Quoting Mika Kuoppala (2019-06-14 17:43:50)
> If we setup backing phys page for 3lvl pdps, even they
> are not used, we lose 5 pages per ppgtt.
> 
> Trading this memory on bsw, we gain more common code paths for all
> gen8+ directory manipulation. And those paths are now void of checks
> for page directory type, making the hot paths faster.
> 
> Signed-off-by: Mika Kuoppala <mika.kuoppala at linux.intel.com>
> ---
>  drivers/gpu/drm/i915/i915_gem_gtt.c | 112 +++++++++++++++++-----------
>  1 file changed, 68 insertions(+), 44 deletions(-)
> 
> diff --git a/drivers/gpu/drm/i915/i915_gem_gtt.c b/drivers/gpu/drm/i915/i915_gem_gtt.c
> index ba2802c25d13..c76c92072d54 100644
> --- a/drivers/gpu/drm/i915/i915_gem_gtt.c
> +++ b/drivers/gpu/drm/i915/i915_gem_gtt.c
> @@ -714,22 +714,14 @@ static struct i915_page_directory *alloc_pd(struct i915_address_space *vm)
>         return pd;
>  }
>  
> -static inline bool pd_has_phys_page(const struct i915_page_directory * const pd)
> -{
> -       return pd->base.page;
> -}
> -
>  static void free_pd(struct i915_address_space *vm,
>                     struct i915_page_directory *pd)
>  {
> -       if (likely(pd_has_phys_page(pd)))
> -               cleanup_page_dma(vm, &pd->base);
> -
> +       cleanup_page_dma(vm, &pd->base);
>         kfree(pd);
>  }
>  
>  #define init_pd(vm, pd, to) {                                  \
> -       GEM_DEBUG_BUG_ON(!pd_has_phys_page(pd));                \
>         fill_px((vm), (pd), gen8_pde_encode(px_dma(to), I915_CACHE_LLC)); \
>         memset_p((pd)->entry, (to), 512);                               \
>  }
> @@ -747,8 +739,7 @@ static void __set_pd_entry(struct i915_page_directory * const pd,
>  
>  #define set_pd_entry(pd, pde, to) ({                                   \
>         (pd)->entry[(pde)] = (to);                                      \
> -       if (likely(pd_has_phys_page(pd)))                               \
> -               __set_pd_entry((pd), (pde),                             \
> +       __set_pd_entry((pd), (pde),                                     \
>                        gen8_pde_encode(px_dma(to), I915_CACHE_LLC));    \
>  })

The macro seems like it is redundant now as well, since __set_pd_entry
should be able to set pd->entry[pde] = to.
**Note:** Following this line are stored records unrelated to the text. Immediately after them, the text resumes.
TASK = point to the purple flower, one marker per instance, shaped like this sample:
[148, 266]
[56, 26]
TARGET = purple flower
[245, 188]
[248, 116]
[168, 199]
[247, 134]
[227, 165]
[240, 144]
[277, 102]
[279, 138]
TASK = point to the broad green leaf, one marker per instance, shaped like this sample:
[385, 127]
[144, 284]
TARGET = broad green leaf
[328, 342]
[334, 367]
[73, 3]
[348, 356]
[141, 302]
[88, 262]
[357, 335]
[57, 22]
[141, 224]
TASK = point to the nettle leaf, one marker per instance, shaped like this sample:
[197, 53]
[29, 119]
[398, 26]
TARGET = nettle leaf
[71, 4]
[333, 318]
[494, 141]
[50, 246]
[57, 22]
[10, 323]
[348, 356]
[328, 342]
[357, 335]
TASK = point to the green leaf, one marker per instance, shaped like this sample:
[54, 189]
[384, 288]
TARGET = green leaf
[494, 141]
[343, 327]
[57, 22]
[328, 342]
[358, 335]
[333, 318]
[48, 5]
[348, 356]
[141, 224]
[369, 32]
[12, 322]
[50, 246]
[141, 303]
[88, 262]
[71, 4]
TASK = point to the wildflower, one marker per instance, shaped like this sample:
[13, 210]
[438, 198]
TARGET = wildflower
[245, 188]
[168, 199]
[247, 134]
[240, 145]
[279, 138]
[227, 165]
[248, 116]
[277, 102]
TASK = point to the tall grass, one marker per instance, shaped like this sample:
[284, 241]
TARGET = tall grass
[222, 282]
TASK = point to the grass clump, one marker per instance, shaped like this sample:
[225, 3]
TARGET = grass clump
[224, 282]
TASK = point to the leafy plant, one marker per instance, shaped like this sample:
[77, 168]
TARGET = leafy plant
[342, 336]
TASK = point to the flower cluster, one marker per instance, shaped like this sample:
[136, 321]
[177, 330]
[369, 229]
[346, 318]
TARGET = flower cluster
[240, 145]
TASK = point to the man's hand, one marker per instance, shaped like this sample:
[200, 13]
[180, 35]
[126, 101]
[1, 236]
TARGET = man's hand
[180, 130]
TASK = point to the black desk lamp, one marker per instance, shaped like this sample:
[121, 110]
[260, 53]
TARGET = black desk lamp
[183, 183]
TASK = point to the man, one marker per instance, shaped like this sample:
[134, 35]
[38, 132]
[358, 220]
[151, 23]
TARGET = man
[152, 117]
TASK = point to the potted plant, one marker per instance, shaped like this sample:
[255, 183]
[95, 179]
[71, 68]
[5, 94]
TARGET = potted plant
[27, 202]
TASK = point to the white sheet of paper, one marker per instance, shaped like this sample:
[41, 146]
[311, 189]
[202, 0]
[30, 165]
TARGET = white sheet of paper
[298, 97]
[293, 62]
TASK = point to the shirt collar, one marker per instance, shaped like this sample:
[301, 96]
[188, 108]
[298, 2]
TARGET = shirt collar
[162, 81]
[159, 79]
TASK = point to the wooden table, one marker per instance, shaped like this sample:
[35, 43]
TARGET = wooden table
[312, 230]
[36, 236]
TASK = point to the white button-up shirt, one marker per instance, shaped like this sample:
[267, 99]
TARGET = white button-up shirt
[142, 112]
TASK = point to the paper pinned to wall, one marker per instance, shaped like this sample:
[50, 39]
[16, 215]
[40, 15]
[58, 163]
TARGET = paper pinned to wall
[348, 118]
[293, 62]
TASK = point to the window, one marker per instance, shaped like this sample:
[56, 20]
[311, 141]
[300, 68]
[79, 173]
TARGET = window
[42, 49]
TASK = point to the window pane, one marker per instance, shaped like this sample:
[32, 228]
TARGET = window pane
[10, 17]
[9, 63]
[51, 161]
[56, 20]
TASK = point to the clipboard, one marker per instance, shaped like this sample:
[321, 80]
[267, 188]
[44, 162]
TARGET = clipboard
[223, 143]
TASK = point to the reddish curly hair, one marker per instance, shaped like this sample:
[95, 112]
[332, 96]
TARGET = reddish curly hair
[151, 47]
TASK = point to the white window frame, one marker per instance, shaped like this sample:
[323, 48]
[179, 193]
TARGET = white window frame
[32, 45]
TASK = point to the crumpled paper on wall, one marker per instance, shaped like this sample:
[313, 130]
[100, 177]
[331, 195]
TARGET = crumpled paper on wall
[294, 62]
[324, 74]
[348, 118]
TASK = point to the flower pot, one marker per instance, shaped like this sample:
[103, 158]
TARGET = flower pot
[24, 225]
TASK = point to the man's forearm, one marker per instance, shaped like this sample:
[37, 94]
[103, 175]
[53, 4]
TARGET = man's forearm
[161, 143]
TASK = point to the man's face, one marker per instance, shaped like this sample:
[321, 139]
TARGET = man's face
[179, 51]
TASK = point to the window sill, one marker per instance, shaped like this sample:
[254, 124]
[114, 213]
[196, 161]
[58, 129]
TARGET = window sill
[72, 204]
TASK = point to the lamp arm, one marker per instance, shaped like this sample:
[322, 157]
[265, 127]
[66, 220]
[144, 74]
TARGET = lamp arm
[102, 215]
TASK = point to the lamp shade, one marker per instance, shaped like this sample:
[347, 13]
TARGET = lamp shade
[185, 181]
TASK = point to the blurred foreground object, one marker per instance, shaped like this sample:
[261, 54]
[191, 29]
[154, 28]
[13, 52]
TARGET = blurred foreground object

Or at least one step too
large.

Ok, I'm willing to make the sacrifice for simplicity. I think the extra
allocation will be in the noise, you need a lot of contexts with small
workloads for it to be a significant factor i.e. microbenchmarks. And
even GL microbenchmarks tend to do some GL so aren't that sensitive to
context allocation rates. OglDrvCtx springs to mind. That would be a
reasonable sanity check that this is indeed in the noise.

The only question is does this not become simpler if we do this earlier?
-Chris